My nephew likes maths, so I am thinking of gifting him a maths puzzle book on his birthday. But, I am looking for some recommendations on story books.
======
GHFigs
_The Way Things Work_ by David Macaulay. The way it mixes comic illustration,
simplified explanation of everyday things, and fictional narrative is deeply
engaging to curious minds but also very forgiving of a child's fickle
attention. I'm within arm's reach of the copy I was given almost twenty years
ago.

<http://www.amazon.com/New-Way-Things-Work/dp/0395938473>

------
pbhjpbhj
I think one needs to know both the mental age and the level of mathematical
ability if one is to source a puzzle book. A seven year old in 'normal' maths
development or a seven year old who does algebra / calculus / maps members of
the Julia set when he's doodling or what have you?

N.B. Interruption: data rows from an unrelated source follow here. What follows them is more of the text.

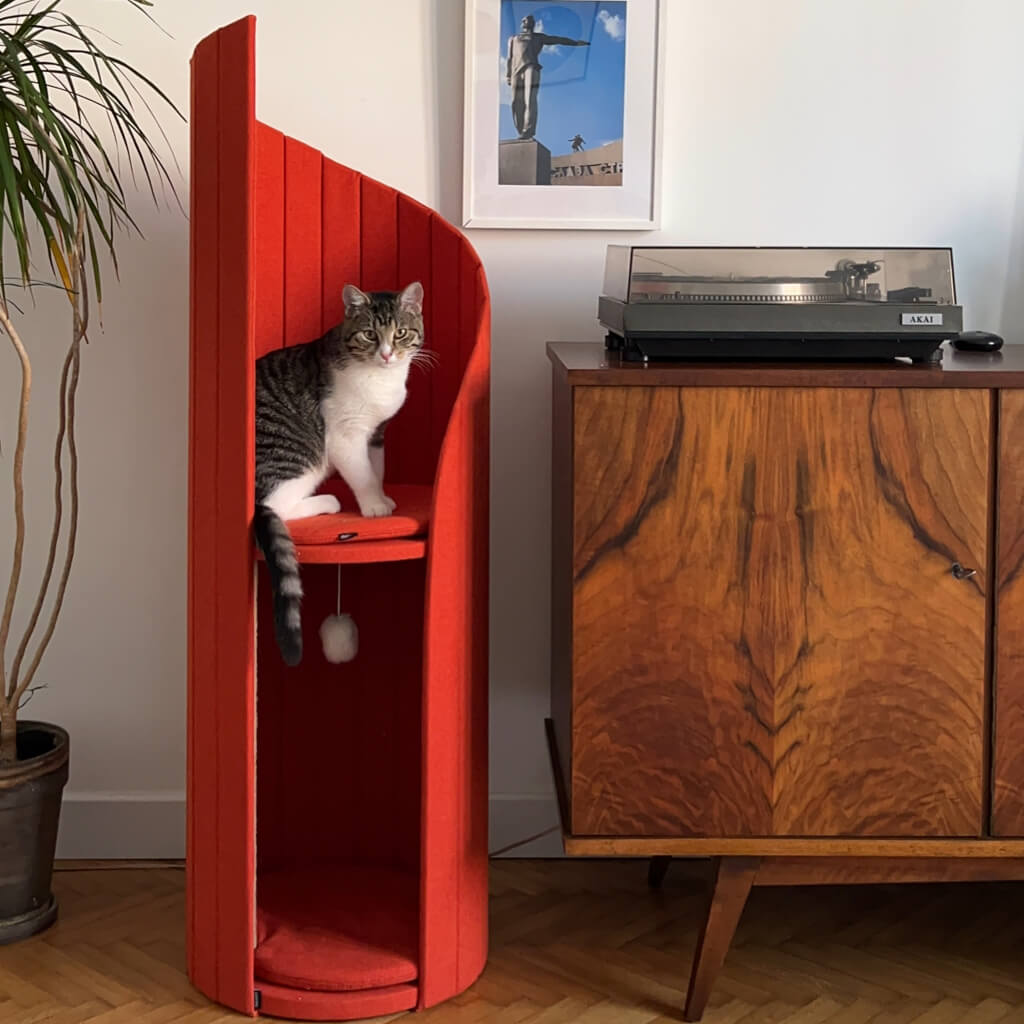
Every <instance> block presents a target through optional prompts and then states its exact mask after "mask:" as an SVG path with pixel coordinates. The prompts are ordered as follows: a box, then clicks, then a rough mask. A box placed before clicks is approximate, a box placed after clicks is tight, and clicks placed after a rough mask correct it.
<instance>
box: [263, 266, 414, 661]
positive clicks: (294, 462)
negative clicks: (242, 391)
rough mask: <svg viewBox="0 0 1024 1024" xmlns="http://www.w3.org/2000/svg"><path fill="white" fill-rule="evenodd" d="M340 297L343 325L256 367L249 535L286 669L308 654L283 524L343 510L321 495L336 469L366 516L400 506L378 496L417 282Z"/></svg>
mask: <svg viewBox="0 0 1024 1024" xmlns="http://www.w3.org/2000/svg"><path fill="white" fill-rule="evenodd" d="M344 298H345V321H344V323H342V324H341V325H339V326H338V327H335V328H332V329H331V330H330V331H328V332H327V333H326V334H325V335H323V336H322V337H321V338H317V339H316V340H315V341H310V342H307V343H306V344H304V345H295V346H292V347H290V348H282V349H275V350H274V351H272V352H268V353H267V354H266V355H264V356H261V357H260V358H259V359H257V360H256V509H255V513H254V516H253V529H254V534H255V538H256V543H257V544H258V545H259V548H260V550H261V551H262V552H263V557H264V558H265V559H266V564H267V568H268V570H269V575H270V587H271V590H272V593H273V610H274V630H275V634H276V638H278V645H279V647H280V648H281V652H282V655H283V657H284V659H285V662H286V663H287V664H288V665H297V664H298V663H299V660H300V659H301V657H302V621H301V613H300V606H301V601H302V583H301V580H300V577H299V563H298V558H297V556H296V551H295V545H294V543H293V542H292V538H291V534H290V532H289V530H288V524H287V520H288V519H294V518H299V517H301V516H306V515H317V514H321V513H325V512H332V511H333V512H337V511H338V510H339V508H340V506H339V504H338V502H337V500H336V499H334V498H333V497H330V496H316V495H315V492H316V489H317V487H318V486H319V485H321V484H322V483H323V482H324V480H325V479H326V478H327V476H328V475H329V473H330V472H332V470H335V469H337V470H338V471H339V472H340V473H341V475H342V476H343V477H344V478H345V480H346V482H348V483H349V485H350V486H351V488H352V490H353V493H354V494H355V497H356V500H357V502H358V503H359V509H360V512H361V513H362V514H364V515H387V514H389V513H390V511H391V509H393V507H394V503H393V502H392V501H391V500H390V499H388V498H387V497H386V496H385V495H384V494H383V489H382V486H383V454H382V449H383V443H384V427H385V425H386V423H387V421H388V420H389V419H390V418H391V417H392V416H393V415H394V413H396V412H397V410H398V408H400V404H401V402H402V401H403V400H404V393H406V392H404V385H406V377H407V375H408V373H409V368H410V365H411V364H412V362H413V361H414V360H415V359H418V358H419V357H420V356H421V355H422V345H423V317H422V300H423V290H422V288H421V287H420V285H419V284H414V285H410V286H409V287H408V288H406V289H404V290H403V291H401V292H374V293H370V294H367V293H364V292H360V291H359V290H358V289H356V288H353V287H352V286H346V287H345V290H344ZM382 395H383V397H382ZM368 410H369V411H370V412H369V414H368V413H367V411H368ZM375 410H379V412H377V413H374V411H375ZM371 453H375V454H373V455H372V454H371ZM364 462H365V463H366V465H361V464H362V463H364ZM368 467H371V468H372V470H373V473H370V472H368ZM374 474H376V475H374ZM314 496H315V497H314Z"/></svg>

My 8 yo nephew has some Lego games, one with sheep and one about pharoahs
(Amazon <http://amzn.to/iN8Kkh> [aff]). The rules encourage modification and,
for example the Ramses Curse one can allow for some complex payoff
considerations.

... or chess?

Edit: Saw these Maths (and other subject) puzzle books,
<http://amzn.to/lUSxXp> [aff] might be worth a look?

------
kongqiu
Our 7 year old likes reading Roald Dahl, Dr. Doolittle, The Great Brain, and
Encyclopedia Brown (for fiction), and Macaulay books (The Way Things Work,
Built to Last), Usborne History books (The World Wars, The Ancient Greeks),
and The Magic School Bus/Ms. Frizzle's Adventures (nonfiction).